1 tablespoon vegetable oil
4 cloves garlic, peeled and minced
1 jalapeno (or other hot, green chile), seeds and ribs removed, cut into thin slices
1/4 teaspoon whole cumin seeds
1/4 teaspoon ground turmeric
1 tomato, peeled and seeded, chopped
1 cup buttermilk
1 large handful fresh spinach
1/2 cup frozen peas
salt and pepper to taste

Heat the oil in a small pot and sauté the garlic and jalapeno. After about a minute, add the cumin seeds, turmeric, and tomato. Stir around for about 30 seconds. Add a sprinkle of salt and then stir in 3/4 cup of water. Bring to a simmer. Cover, turn heat to low, and simmer for 10 minutes. After 10 minutes, add the peas and spinach. Cook for 2 minutes, until peas are thawed. Add the buttermilk and pepper, plus any extra salt seasoning you may need. Serve with brown rice at room temperature.

Summer Market Pasta

One of the best stands at our farmer’s market is one that I don’t visit that often. The veggie stands – yes, all the time – I buy most of my loot at the veggie stands. But the mushroom stand? I only buy mushrooms every once in a while for some reason. And the mushrooms are awesome. They have a “variety pack” for $10 that contains a whole brown paper bag full of cremini, shitake, and chantarelle mushrooms.

Picnik collage

They’re beautiful, aren’t they? That same trip I picked up some fresh English shelling peas. The combination was made for a pasta. At least, in my kitchen, the combination seems meant for a pasta.
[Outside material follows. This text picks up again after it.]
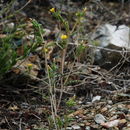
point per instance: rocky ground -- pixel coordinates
(94, 98)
Also in this pasta… a grass-fed, organic spicy lamb sausage from Mint Creek Farms in Stelle, Illinois. I know – aren’t you surprised? Sooner or later, my meat-eating ways will stop surprising you.


Summer Market Pasta

whole wheat linguini – cook according to package directions
large bunch of various mushrooms
fresh English shell peas – about a pound – shelled
2 links of spicy lamb sausage (or any chorizo or Italian sausage would work well)
big handful of spinach
2 cloves garlic, sliced
1/2 cup dry white wine
big glug of olive oil
parmesan cheese

Start by sautéing the garlic cloves in the olive oil. I like slicing them – I prefer the big chunks. After about 2 minutes, toss in the mushrooms and white wine. Let the wine reduce to about half. Meanwhile, in a separate pan, saute the lamb sausage. When those are seared on each side, toss them in the white wine/garlic/mushroom mixture. Add the cooked pasta. At the very end, toss in the peas and spinach, then take of heat immediately. Serve with shredded parmesan.